Usually, inflammation’s one of the good guys, helping you fight off disease-causing intruders like bacteria and parasites. But sometimes, instead of being the unsung ambulance worker that rushes in to save the day before disappearing when the job’s done, inflammation sticks around like a freeloading house guest. Perhaps its worst trait is a knack for messing with your DNA and triggering the chaotic cell division that leads to cancer.
Professor Stephen Clarke and colleagues at the Kolling Institute of Medical Research receive a steady supply of freshly excised tumours. They cut them up, study pieces under the microscope, carry out blood tests and stain for proteins. What they’ve found can be summed up like this: chronic inflammation and your prospects for good health do not mix. Acting beyond its brief, inflammation may not only cause cancer, but also thwart doctors’ best efforts to treat it. “It slows down the clearance of cancer drugs and causes more toxicity,” explains Clarke. If the inflammation is ongoing, then any cancer you get is more likely to kill you.
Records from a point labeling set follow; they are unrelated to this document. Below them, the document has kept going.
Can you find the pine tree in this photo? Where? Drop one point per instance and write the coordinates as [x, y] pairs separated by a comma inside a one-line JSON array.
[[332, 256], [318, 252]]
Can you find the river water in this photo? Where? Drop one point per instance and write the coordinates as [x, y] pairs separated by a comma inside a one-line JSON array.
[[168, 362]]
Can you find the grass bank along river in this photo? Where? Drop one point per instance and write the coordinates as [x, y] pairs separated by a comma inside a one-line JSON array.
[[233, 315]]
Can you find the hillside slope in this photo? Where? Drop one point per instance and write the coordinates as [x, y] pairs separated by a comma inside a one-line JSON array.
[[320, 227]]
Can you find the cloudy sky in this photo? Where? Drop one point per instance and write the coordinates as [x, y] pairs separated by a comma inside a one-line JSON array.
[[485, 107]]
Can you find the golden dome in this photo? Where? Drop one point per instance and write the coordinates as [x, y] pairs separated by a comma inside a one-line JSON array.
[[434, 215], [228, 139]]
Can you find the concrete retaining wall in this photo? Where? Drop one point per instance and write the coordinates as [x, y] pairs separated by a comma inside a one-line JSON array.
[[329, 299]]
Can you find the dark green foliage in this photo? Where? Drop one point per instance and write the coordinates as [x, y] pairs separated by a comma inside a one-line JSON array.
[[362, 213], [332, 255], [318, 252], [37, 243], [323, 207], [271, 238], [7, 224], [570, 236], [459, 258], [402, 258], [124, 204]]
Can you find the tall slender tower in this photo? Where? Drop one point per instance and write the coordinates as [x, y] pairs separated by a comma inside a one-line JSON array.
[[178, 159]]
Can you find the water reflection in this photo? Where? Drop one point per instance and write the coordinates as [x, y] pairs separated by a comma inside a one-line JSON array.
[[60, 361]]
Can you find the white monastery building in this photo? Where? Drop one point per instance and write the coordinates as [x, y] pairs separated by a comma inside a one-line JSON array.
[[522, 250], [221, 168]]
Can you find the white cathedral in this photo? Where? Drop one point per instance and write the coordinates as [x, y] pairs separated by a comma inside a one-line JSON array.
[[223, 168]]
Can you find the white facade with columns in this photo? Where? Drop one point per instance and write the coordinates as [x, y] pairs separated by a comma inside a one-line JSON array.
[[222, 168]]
That’s the bad news. The good news is that research is showing that chronic inflammation is a foe you can subdue. And you don’t need an expensive medicine to do it – you’ll probably have a bottle at home. With a daily dose of aspirin you may be able to cut your risk of getting certain cancers by as much as 60%. Add that to the lifestyle basics that offer proven protection against most of the 200-odd diseases we call cancer, and you’re giving yourself the best possible chance of never hearing mankind’s most dreaded diagnosis. Not bad for a compound discovered more than 2 000 years ago that you can now pick up at the supermarket for a few bucks.
New findings on aspirin are exciting even the most circumspect of experts, such as Cancer Council Australia CEO Professor Ian Olver. “Whereas sometimes you get a study that finds a 5% difference, if you’ve got studies that find a 60% difference… I mean, that’s not just a statistical quirk – something is happening,” says Olver. Which raises the question: should you be taking aspirin – starting today?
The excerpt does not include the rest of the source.